Lose the Paper Cartoon Map (And Check out PeakVisor)
You remember those cartoon maps you would use to figure out the pistes at a resort? Well, those aren’t much use when it comes to discerning the nuances of off-piste terrain. Advanced 3D Maps, such as PeakVisor’s Mobile App, have replaced these illustrations.
Aspect - Be Aware of the Sun
Generally speaking, the softest snow is the best snow. The sun is one of the most crucial factors in determining how soft snow will be after a storm. During the winter, we want to seek out sections of terrain that receive less sun. That’s why nearly all ski resorts face some variation of north, i.e., northeast, northwest, etc. These aspects receive less sun and, therefore, hold a deeper, softer snowpack. These directions are backward in the Southern Hemisphere; the south is shady while the north receives more sun.

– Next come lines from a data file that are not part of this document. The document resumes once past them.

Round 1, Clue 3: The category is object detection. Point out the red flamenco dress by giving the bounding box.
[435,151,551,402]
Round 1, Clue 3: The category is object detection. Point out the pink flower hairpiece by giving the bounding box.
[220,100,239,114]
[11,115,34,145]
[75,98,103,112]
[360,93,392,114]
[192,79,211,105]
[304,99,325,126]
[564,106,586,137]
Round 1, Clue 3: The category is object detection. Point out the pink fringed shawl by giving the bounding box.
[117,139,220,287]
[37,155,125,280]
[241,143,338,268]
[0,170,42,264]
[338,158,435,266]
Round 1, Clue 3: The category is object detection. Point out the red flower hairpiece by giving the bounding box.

- Slopes that don’t receive sun can hold powder for a week or more after a storm if the temperatures stay cold. Meanwhile, south-facing slopes become sun-affected and crusty after just a day or two, even if it is cold.
- In the spring, we can start seeking out sun-drenched slopes for the best skiing. Snow will soften in the sun’s rays and provide skiers with wonderfully soft and slushy turns, often called corn, transform, or spring snow.

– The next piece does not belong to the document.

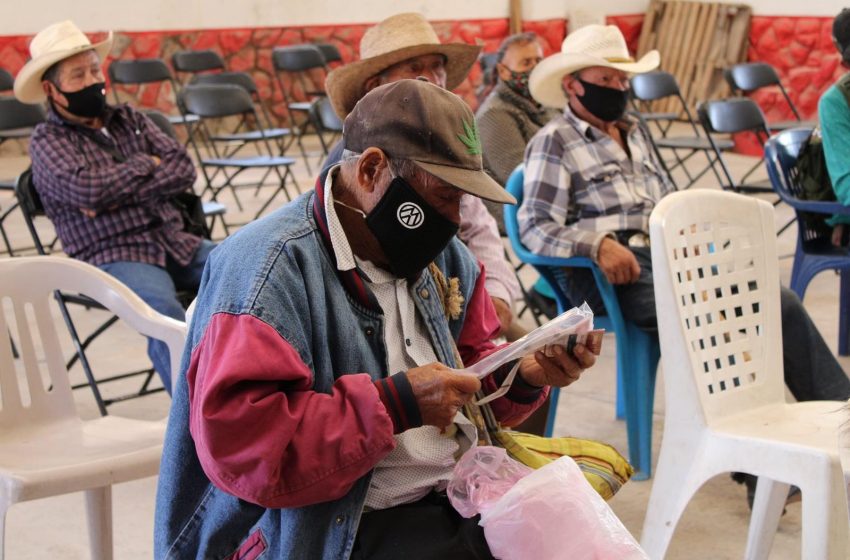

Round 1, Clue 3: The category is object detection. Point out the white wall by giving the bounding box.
[0,0,846,35]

- The best aspect will often shift throughout the day. East-facing slopes, which get morning sun, may soften earlier while west-facing slopes receive sun later (unlike north and south, east and west are not reversed in the Southern Hemisphere). North-facing slopes, which may offer the best powder snow, might not get enough sun for good spring skiing.
The best way to learn is to ski around as much as possible and observe how the conditions respond to the sun on different aspects of the mountain.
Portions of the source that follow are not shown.